2 posts • joined Tuesday 27th September 2011 19:39 GMT
Thanks for an excellent reminder of the early days of computing. But
one correction. In the early when LEO was launched on the world I was a
trainee and junior programmer. The people who led the team to the
applications and who taught me were the genius of a programmer Derek
Hemy, Leo Fantl, John Grover and a little later another genius John
Gosden. But it was David Caminer who had the most prominent and
effective role on the systems and programming side until the demise of
LEO. You give me too much credit - there were a number of heroic figures and
it was a privilege to work with them.
The point is that November 1951 was the month in which the first time critical business application was rolled out. The computer had been delivered and readied for operational use well before that date.
In this exellent article due credit is given to the role played by David Caminer. But if we are to pay tribute to the innovators who made LEO possible we must note T.R. Thompson, and Oliver Standingford and John Pinkerton. Thompson was Simmon's deputy and he and Oliver Standingford visited the USA in 1947 not to check out computers but to see if there had been any interesting developments in business process engineering (as it is now sometimes called). They came across computers and quickly recognised their potential for solving business proceess problems. Indeed they sketched how a computer could tackle a business application. On their return they produced a prescient report suggesting that Lyons should explore the possibilty of acquiring a computer. The Lyons Board to their credit and prompted by Simmons accepted the report.

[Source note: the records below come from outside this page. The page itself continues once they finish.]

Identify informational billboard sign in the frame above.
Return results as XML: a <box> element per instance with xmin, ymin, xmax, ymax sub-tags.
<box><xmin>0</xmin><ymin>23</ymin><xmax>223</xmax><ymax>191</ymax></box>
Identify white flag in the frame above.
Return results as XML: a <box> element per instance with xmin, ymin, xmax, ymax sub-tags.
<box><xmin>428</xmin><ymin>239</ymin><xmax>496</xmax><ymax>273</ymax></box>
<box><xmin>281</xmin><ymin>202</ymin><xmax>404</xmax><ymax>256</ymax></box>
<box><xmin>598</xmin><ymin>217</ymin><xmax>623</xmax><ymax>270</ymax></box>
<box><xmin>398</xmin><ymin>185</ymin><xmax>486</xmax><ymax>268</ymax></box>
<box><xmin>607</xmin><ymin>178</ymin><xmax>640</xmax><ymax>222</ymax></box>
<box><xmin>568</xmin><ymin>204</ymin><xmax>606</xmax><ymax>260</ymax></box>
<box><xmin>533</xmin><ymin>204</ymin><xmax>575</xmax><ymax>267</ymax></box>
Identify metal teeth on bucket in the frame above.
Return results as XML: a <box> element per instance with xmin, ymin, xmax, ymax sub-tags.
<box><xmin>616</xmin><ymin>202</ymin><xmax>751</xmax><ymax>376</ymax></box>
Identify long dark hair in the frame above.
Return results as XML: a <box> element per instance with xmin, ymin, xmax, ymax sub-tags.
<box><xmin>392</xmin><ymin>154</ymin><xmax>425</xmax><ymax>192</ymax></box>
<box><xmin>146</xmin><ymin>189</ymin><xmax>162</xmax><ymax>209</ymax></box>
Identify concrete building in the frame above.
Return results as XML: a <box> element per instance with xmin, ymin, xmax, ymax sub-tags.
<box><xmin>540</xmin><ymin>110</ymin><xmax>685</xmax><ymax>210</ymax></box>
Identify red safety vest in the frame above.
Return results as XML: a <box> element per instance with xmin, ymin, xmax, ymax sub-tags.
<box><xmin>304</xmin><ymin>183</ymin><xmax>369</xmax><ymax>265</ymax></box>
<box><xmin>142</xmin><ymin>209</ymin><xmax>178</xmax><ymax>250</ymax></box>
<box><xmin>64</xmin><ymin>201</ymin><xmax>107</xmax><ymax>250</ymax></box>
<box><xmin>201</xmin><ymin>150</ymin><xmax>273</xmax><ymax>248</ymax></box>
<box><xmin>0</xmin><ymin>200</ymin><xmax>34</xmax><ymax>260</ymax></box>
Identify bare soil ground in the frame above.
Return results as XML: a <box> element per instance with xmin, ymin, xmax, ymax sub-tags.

Thompson subsequently played a major part in setting up the LEO organisation and became CEO of LEO Computers when this became a subsidary company. He aslo recruited David Caminer to LEO. Standingford left Lyons to run an independent engineering company in Liverpool.
If Thompson and Caminer played the major role in applying the computer to business processes, John Pinkerton the chief engineer was the genius who turned ideas into practical computers designed to handle business applications.
An unsung achievement of the three great pioneers -Thompson, Pinkerton and Caminer is that they built a team which whose achievements at LEO and beyond still resonates.